May, Brexit kararı sonrası dalgalanan piyasalardaki çalkantıları yatıştıracak cesur mali kararlar almak durumunda kalacak. Brexit kararı üzerine uluslararası kredi derecelendirme kuruluşları Standard and Poor’s, Fitch Ratings ve Moody’s ülkenin kredi notunu en yüksek düzey olan AAA’dan iki alt seviye olan AA’ya indirdi. Brexit yavaş yavaş İngiliz ekonomisini vurmaya başladı. Gelişmiş ekonomiler arasında en fazla bütçe açığına sahip olan ülke olan İngiltere’nin Brexit ile belirsizlik sürecine girmesi kaçınılmaz gözükmekte. Uzmanlarca Brexit kararının AB ile ticarete elverişli şartların değişmesi, göç ve yabancı yatırımlarda azalma gibi nedenler dolayısıyla orta vadede büyüme görünümüne olumsuz etkilerinin olacağı vurgulanmaktadır. Bu durumun neden olacağı düşük ekonomik büyümenin yaratacağı olumsuz etkiyle, İngiltere’nin mali planlarının zorlu bir döneme gireceği beklenmektedir.
Merkel mi May mi?
May’in insan hakları karnesi oldukça zayıf.

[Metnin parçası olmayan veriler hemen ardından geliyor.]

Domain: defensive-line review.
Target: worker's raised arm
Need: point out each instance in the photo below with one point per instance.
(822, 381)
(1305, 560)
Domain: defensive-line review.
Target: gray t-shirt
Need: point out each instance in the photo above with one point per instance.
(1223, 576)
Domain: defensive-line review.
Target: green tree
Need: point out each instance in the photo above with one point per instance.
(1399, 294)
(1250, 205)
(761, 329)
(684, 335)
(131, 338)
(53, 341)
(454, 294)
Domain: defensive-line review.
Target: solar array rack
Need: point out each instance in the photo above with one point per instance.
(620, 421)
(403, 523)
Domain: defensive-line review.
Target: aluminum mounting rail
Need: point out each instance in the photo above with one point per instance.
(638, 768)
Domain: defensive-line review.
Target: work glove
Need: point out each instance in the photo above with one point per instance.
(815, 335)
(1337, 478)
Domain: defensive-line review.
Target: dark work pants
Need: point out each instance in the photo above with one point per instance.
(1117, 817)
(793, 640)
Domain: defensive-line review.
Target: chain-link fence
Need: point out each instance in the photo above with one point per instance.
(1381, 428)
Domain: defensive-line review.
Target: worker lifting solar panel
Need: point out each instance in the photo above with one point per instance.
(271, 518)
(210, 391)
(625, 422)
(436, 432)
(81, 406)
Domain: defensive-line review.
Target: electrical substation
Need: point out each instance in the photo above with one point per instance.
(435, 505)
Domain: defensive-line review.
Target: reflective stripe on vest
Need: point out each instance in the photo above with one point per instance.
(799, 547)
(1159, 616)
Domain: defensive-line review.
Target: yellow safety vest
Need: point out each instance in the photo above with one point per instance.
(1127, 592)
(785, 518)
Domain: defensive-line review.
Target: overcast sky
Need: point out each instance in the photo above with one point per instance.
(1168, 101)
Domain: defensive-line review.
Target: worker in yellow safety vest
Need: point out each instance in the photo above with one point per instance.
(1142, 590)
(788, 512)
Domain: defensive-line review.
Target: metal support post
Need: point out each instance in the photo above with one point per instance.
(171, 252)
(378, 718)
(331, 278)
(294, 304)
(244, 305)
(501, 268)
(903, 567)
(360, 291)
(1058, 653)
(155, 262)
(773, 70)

Zaman zaman aşırı sağ parti liderleri benzeri açıklamalar yapan May, kesinlikle adını aldığı merhamet timsali olarak bilinen Rahibe Theresa değil. Erken seçime gitmeyi düşünmeyen May, içişleri bakanlığı dönemindeki politikalar nedeniyle aşırı sağ parti UKIP’in taraftarlarının desteğini almış durumda. 6 yıllık bakanlığı süresince uyguladığı “eve dön kamyonları” gibi göçmen karşıtı politikalardan büyük eleştiri almasına rağmen vazgeçmemişti. May’in bakanlığı döneminde mülteci dostu, insan hakları savunucusu milletvekili Jo Cox’un sokak ortasında ırkçı saldırıyla öldürülmesinin de gösterdiği üzere Brexit sonrası İngiltere’yi aşırı sağ tehlike beklemektedir. İngiltere’nin Avrupa İnsan Hakları Sözleşmesi’nden ayrılmasına yönelik de kampanya yürüten May’in söz konusu tutumunu değiştirip değiştirmeyeceği merak konusu. Ülkedeki görece liberal hoşgörü ortamına büyük bir darbe vuracak böylesi bir gelişme sadece İngiltere’deki göçmenleri değil tüm Avrupa ve dünyayı sarsacaktır.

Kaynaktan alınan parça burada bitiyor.